API Snapshots: Java Core, Memory, Pig, Hive,

Table of Contents

Sketching and Order Sensitivity

Sketching by its nature is a stochastic process and in general we cannot guarantee order insensitivity. All of our sketches (frequency, quantiles, Theta and HLL) should be assumed to be order sensitive. The only “guarantee” that we offer is that the “true value” (computed using brute-force techniques) should be within our approximate error bounds with the specified confidence.

Having said that there are a few exceptions to this “assume order sensitivity” guideline.

Theta Sketches

Only the QuickSelect Sketch (the default) can be order insensitive and ONLY if the final sketch is “trimmed” back to a maximum of K values before an estimate is retrieved. For example:

UpdateSketch sk = Sketches.updateSketchBuilder().build();
for (...) { /* load sketch with > 2K values */ }
double est = sk.getEstimate(); //this may be order sensitive (but not if sketch is in exact mode)
UpdateSketch sk2 = sk.rebuild(); //trims retained entries back to K
double est2 = sk2.getEstimate(); //this will be order insensitive

If you want a Compact Sketch to be order insensitive, you must rebuild(), first than do compact().

When doing Unions with Theta Sketches, the getResult(…) automatically trims the result back to K.

The impact of the rebuild() is that the error will not be as good as the un-trimmed sketch, but you will get your desired order insensitivity. For example.

HLL Sketches

If you use the getCompositeEstimate(), the result should be order insensitive, but is less accurate than the getEstimate(), which uses the HIP estimator. Unfortunately, the HIP estimator does not “survive” the union process so the error of the HLL sketches that have gone through a union process generally must fall back on the composite estimator. (This is tracked internally and is rather complex as there are some special cases where the HIP estimator can still be used.)

The HIP Estimator

The HIP estimator is inherently order sensitive, but provides significantly improved error properties over the composite approach, so it is too important to ignore.

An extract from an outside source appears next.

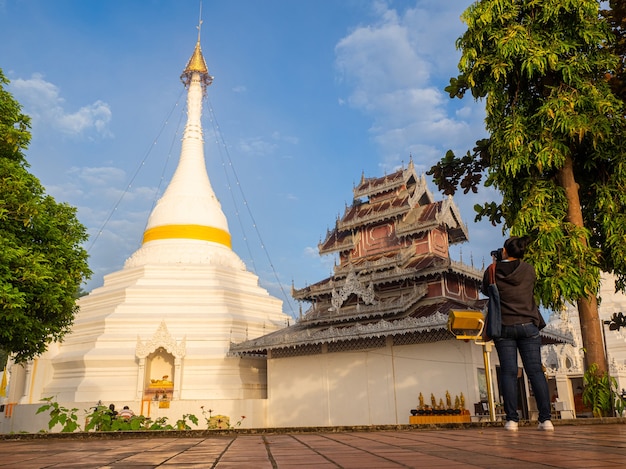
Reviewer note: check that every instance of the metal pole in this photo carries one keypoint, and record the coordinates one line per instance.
(608, 368)
(486, 351)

System Testing and Sketches

There are two primary ways that a “reference” standard is often obtained to use when system testing with sketches:

  • Brute Force computation of the correct result. The recommended approach.
  • Assuming some prior test run produced the correct result. I do not recommend this, but many system teams do this anyway. Even if the sketches are working correctly, this can result in double-sided error, so be careful!

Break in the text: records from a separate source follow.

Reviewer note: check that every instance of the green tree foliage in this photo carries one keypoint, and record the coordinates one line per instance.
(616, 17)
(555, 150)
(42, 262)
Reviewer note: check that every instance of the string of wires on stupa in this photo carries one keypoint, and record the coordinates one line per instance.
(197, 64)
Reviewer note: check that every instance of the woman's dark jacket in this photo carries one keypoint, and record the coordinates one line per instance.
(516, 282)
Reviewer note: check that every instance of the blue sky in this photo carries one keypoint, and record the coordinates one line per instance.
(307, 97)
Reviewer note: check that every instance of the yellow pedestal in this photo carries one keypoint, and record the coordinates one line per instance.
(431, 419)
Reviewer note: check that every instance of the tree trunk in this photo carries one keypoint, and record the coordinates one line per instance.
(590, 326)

Given a Brute Force reference, the proper way to establish correctness of the result of a test is to use the upper and lower bounds (or equivalent, depending on the sketch) provided by the sketch. Suppose you use 2-sigma confidence bounds. Then out of 1000 statistically independent trials (runs), ~50 of the results will be outside the 2-sigma bounds.

This is not happy news for system developers that are determined to have deterministic results. But, there is no magic sauce to fix what is inherently a probabilistic result.